1. Les requêtes visées ci-dessus sont dirigées contre la même décision. Il y a lieu de les joindre pour statuer par une seule ordonnance.

2. M. A..., ressortissant comorien né le 12 avril 2007, demande, sur le fondement de l’article L. 521-2 du code de justice administrative, la suspension de l’exécution de l’arrêté du
3 novembre 2025 par lequel le préfet de Mayotte lui a fait obligation de quitter le territoire français sans délai.

3. Aux termes de l’article L. 521-2 du code de justice administrative : « Saisi d'une demande en ce sens justifiée par l’urgence, le juge des référés peut ordonner toutes mesures nécessaires à la sauvegarde d'une liberté fondamentale à laquelle une personne morale de droit public ou un organisme de droit privé chargé de la gestion d'un service public aurait porté, dans l'exercice d'un de ses pouvoirs, une atteinte grave et manifestement illégale. Le juge des référés se prononce dans un délai de quarante-huit heures. ».

4. Par un mémoire enregistré le 5 novembre 2025, M. A... a déclaré se désister des conclusions de sa requête dès lors que le préfet de Mayotte a retiré l’arrêté du 3 novembre 2025 contesté. Ce désistement d’instance est pur et simple. Rien ne s’oppose à ce qu’il en soit donné acte.




O R D O N N E :



Article 1er : Il est donné acte du désistement de la requête de M. A....

Article 2 : La présente ordonnance sera notifiée à M. B... A... et au préfet de Mayotte.

Copie en sera adressée au ministre de l’intérieur et à la ministre de l’outre-mer en application de l’article R. 751-8 du code de justice administrative.

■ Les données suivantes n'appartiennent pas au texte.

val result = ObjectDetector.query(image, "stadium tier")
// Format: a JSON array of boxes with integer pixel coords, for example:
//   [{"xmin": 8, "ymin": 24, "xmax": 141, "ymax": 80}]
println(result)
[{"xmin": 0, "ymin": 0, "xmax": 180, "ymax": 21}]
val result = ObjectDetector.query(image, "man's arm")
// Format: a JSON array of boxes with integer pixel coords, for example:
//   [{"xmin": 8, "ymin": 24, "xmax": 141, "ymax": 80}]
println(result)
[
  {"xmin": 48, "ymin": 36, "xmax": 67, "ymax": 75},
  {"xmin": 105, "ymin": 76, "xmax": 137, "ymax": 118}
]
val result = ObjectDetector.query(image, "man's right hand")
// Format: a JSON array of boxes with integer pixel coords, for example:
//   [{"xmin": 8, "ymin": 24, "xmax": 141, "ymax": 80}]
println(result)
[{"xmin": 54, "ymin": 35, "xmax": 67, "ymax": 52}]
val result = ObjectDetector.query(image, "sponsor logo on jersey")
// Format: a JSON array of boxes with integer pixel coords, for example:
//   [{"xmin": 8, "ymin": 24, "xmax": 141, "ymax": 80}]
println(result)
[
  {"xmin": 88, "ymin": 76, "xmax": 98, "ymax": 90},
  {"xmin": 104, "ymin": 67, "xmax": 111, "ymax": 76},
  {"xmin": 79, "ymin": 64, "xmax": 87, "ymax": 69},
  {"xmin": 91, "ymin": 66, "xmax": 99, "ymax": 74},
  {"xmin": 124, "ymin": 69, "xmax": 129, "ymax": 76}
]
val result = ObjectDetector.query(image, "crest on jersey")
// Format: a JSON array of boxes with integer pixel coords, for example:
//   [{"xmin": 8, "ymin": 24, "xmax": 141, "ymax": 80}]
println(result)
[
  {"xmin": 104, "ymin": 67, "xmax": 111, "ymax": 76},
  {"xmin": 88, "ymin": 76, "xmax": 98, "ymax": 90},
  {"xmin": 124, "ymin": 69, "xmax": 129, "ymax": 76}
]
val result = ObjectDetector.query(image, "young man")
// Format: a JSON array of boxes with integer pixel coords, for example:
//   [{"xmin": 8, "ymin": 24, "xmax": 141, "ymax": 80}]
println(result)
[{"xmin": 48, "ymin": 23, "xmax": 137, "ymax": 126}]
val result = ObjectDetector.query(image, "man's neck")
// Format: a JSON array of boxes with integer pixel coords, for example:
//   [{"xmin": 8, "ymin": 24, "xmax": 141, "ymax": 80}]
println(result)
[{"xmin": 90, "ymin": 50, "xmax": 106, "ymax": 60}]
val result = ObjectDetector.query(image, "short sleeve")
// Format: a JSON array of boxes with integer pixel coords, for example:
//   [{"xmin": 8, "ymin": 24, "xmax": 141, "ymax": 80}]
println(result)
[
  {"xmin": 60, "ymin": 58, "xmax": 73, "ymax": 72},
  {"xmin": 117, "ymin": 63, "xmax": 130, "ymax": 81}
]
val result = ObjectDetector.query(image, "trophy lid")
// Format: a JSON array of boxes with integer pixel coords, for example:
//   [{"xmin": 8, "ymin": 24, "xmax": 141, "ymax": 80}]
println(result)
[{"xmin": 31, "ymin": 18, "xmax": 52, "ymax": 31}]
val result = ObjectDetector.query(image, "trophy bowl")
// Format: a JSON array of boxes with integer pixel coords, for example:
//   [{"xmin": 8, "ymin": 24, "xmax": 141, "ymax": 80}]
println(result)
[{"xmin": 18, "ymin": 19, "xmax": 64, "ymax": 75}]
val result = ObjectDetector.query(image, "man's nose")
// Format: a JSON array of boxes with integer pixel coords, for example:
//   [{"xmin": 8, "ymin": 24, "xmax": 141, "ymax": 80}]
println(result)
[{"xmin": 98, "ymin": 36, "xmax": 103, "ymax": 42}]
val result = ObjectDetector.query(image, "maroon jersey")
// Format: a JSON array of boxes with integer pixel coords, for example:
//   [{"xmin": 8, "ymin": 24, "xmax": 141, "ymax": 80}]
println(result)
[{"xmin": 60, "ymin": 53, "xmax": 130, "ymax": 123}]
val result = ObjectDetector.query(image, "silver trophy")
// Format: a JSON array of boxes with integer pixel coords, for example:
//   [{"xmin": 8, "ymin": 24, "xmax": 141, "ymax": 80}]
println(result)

Fait à Mamoudzou, le 6 novembre 2025.


La juge des référés,





J. MARCHESSAUX



La République mande et ordonne au préfet de Mayotte en ce qui le concerne ou à tous commissaires de justice à ce requis en ce qui concerne les voies de droit commun contre les parties privées, de pourvoir à l’exécution de la présente décision.